Lebaran. Benar, lebaran agaknya
tak asing dengan sungkeman, saling memaafkan, dan ketupat opor. Banyak orang
punya teori sendiri-sendiri untuk memaknai tamu tahunan bernama lebaran ini.
Sesuai pedoman hidup yang baru, “everyday is holyday”, “no regret life”, “bla,
bla, bla”, khusus untuk saya, lebaran tahun ini akan dinobatkan menjadi lebaran
paling no mainstream.
H+1. Semua berjalan lancar
sebelum hari ini, otak sudah mulai kaku. Membayangkan makanan yang akan masuk hari
itu, badan sudah terasa sangat lemas. Akhirnya dengan seratus persen sadar,
keputusan untuk pergi ke stadion di tengah kota paling bersinar ini pun
diambil. Benar, jam sembilan pagi kita lari-lari lima putaran tanpa berhenti.
Kaki bergoyang ogah, dada sesak karena aturan nafas yang tak beraturan. Di saat
yang lain dandan mlithit, pakai
kopyah, menghidupkan kendaraan, memenuhi jalan raya, untuk berangkat sungkeman,
saya ajak si Igling merasakan bagaimana menjadi “alien”. Tak heran apabila di
stadion yang luas itu hanya ada dua “alien” yang mencoba bermanja dengan
matahari, tapi bermusuhan dengan kaki. Di samping itu, orang-orang lain masih
normal, masih sungkeman.
H+2. Selasa pagi yang cerah,
suasana yang sayang bila dilewatkan dengan hal-hal yang biasa. Sembilan puluh sembilan
persen manusia akan menggunakan suasana ini untuk pergi berlibur ke
tempat-tempat indah. Pantai, mall, kebun binatang, atau masih sungkeman bersama
keluarga. Tetapi saya pilih yang satu ini, ke sawah. Bagi alien yang
berdedikasi tinggi, pantang rasanya memalingkan muka melihat jagung-jagung yang
kekuning-kuningan sudah melambai-lambai siap untuk dipetik-petik. Bukan, kali
ini bukan dua alien yang bergerak-gerak, sekarang malah tiga. Bapak alien
sedunia akhirnya turun tangan juga. Mungkin hatinya tersentuh melihat betapa
mudahnya anak buahnya bergembira. Sederhana, sangat sederhana, sesederhana
memetik jagung di sawah saat suasana masih bau lebaran.
![]() |
inilah ladang jagung itu |
![]() |
rolasan |
H+3. Setelah seperti biasa
putar-putar tak tentu arah, pikiran mengarah ke Solo. Teringat pada si Juki
yang kemungkinan besar masih terantai manis di kos. Tanpa menimbang-nimbang
keperluan lain, sore hari kami telah berada di Kota Budaya itu. Masih mainstream, kita beranjak menonton
“Perahu Kertas”-nya Hanung dulu. Film begenre drama yang disadur dari novelnya
Dee berjudul sama. Bukan, bukan itu main
party-nya. Setelah seharian bermotor dari satu kota ke kota lain, tepat jam
22.30 saya putuskan ajak si Juki pulang ke kota asal. Saya menaikinya,
sedangkan Igling bagai flow rider
siap di depan, jaga-jaga andai saja ada truk nakal yang mau mencium si Juki.

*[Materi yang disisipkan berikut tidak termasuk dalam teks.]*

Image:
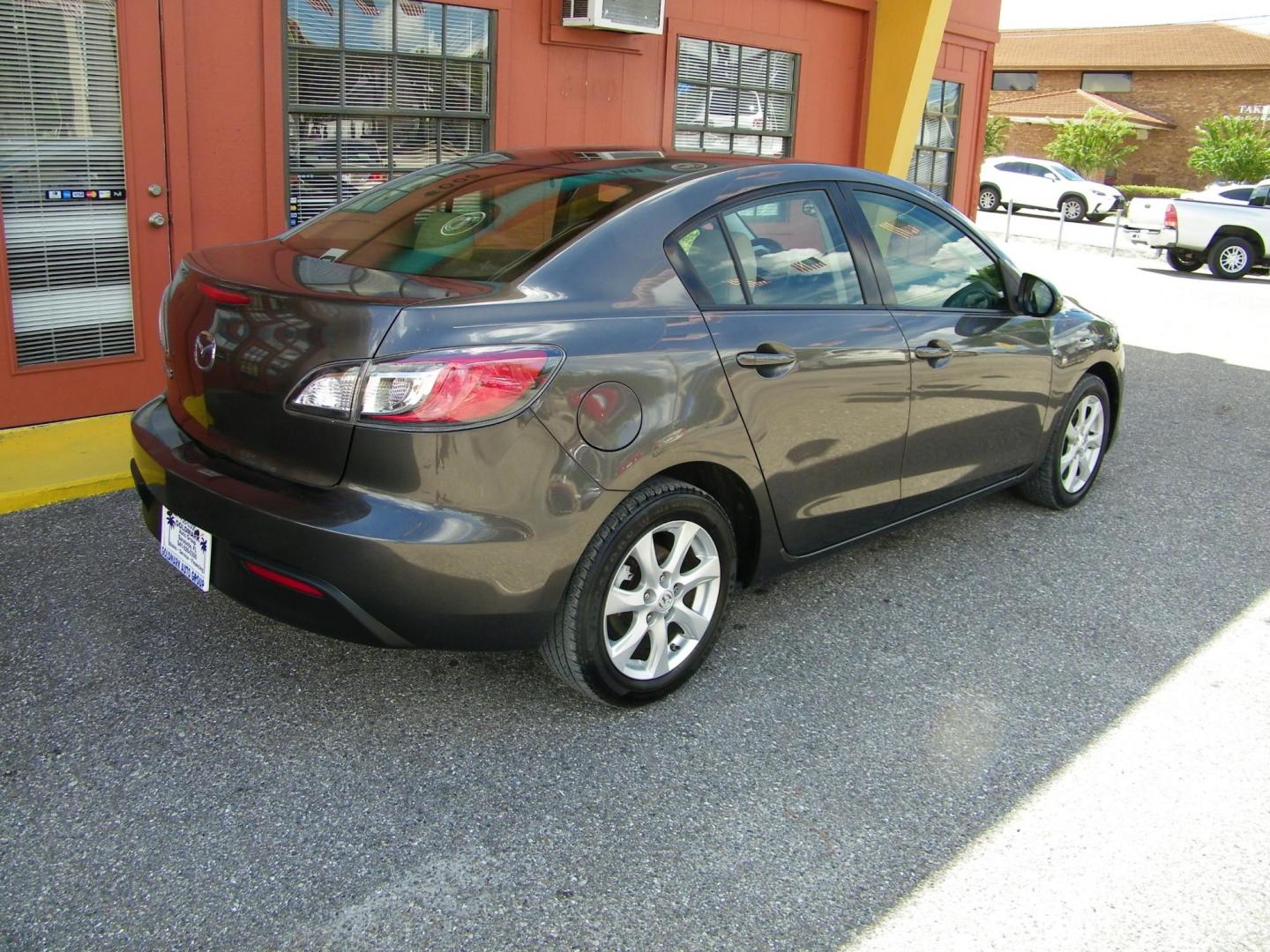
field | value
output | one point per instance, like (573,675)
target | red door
(84,257)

Karena sudah biasa melewati jalanan perkotaan dan prediksi bahwa jalan kota
pasti macet arus balik, terpilihlah jalan pedesaan yang kurang penerangan untuk
dilewati. Sepi, gelap, dingin, di tengah sawah, dan bersepeda. Sensasional!

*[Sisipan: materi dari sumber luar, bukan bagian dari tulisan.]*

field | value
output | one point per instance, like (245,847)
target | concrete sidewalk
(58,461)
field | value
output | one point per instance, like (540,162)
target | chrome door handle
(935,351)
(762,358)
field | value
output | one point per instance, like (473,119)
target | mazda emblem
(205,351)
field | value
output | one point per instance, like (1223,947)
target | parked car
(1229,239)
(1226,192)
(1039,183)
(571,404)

Teriakan-teriakan kurang penting lah yang akhirnya dapat memecah keheningan.
Sampai kota asal, tangan kaki pegal. Dua jam yang melelahkan sekaligus
mengukuhkan jabatan saya sebagai alien berdedikasi.

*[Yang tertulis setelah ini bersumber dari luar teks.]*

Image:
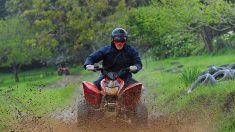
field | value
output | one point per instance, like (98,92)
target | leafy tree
(17,46)
(3,11)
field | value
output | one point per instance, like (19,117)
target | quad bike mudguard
(91,93)
(131,95)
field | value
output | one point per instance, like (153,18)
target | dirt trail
(65,121)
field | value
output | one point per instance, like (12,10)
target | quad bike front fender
(91,93)
(131,95)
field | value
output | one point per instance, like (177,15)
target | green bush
(188,76)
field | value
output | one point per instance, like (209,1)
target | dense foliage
(71,29)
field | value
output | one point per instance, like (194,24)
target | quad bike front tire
(84,114)
(141,115)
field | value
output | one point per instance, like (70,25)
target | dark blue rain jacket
(115,60)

Akhirnya, dari tiga hari penuh
kejutan itu, ada yang terbangun juga. Benar, kesadaran. Kesadaran untuk selalu
mengikuti kata hati. Kesadaran untuk berani to
be different. Kesadaran untuk lebih mengutamakan cinta dalam melakukan
segala hal. Kesadaran itulah yang akan menjadi pedoman dalam melakukan
semuanya. Seperti kata pepatah tua, untuk
apa kaya raya kalau hati merana, la, la, la, la.